S. m. (Histoire naturelle) arbre connu des anciens et des modernes. Nos botanistes l'appellent caroba siliqua dulcis, ; les Arabes kernab ; et les Egyptiens carub ou carnub, au rapport de Prosper Alpin, qui en a donné une figure très-peu correcte.

C'est un arbre de moyenne grandeur, branchu, et garni de feuilles arrondies, nerveuses, d'un pouce ou deux de diamètre ; épaisses, lisses, verd foncé, portées sur des queues assez courtes, et rangées sur une côte à droite et à gauche : ses fleurs sont de petites grappes rouges chargées d'étamines jaunâtres ; ses fruits, que nous nommons aujourd'hui carouges, et autrefois caroubes, sont des siliques ou gousses aplaties, longues depuis un demi pied jusqu'à quatorze pouces, sur un pouce et demi de large ; elles sont brunes en-dessous, courbées quelquefois, composées de deux cosses séparées par des membranes en plusieurs loges qui contiennent des semences plates, approchantes de celles de la casse.

Ces cosses sont remplies dans leur substance d'un suc épais, noirâtre, mielleux, douçâtre, qui ne s'éloigne pas beaucoup de celui de la moelle de casse.

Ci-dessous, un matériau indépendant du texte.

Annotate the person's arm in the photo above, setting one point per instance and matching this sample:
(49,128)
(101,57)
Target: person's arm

C'est apparemment la figure courbée de cette gousse qui lui a fait donner en grec et en latin les noms de keratia, keratonia, qui signifient de petites cornes.

Le caroubier était autrefois fort commun en Grèce, en Egypte, dans la Palestine, et dans les montagnes de Judée.

Les Egyptiens, à ce que rapporte Prosper Alpin, chap. IIIe tirent des siliques une espèce de miel fort doux, qui tient lieu de sucre aux Arabes. Ils s'en servent pour confire les myrobolans, les tamarins, et plusieurs autres fruits ; ils l'emploient fréquemment au lieu de miel dans les clystères, et le donnent aux malades à dessein de leur rendre le ventre libre ; car il produit autant d'effet que la pulpe de la casse. Ils en usent encore extérieurement et intérieurement pour les inflammations des reins, contre la toux et l'asthme. Tous ceux qui prétendent que ce fruit resserre sont dans l'erreur ; il est certain qu'il relâche et qu'il purge, comme la pulpe de casse, quand il est mûr : c'est ce que Bauhin confirme par des expériences qu'il en a faites quand il était à Venise.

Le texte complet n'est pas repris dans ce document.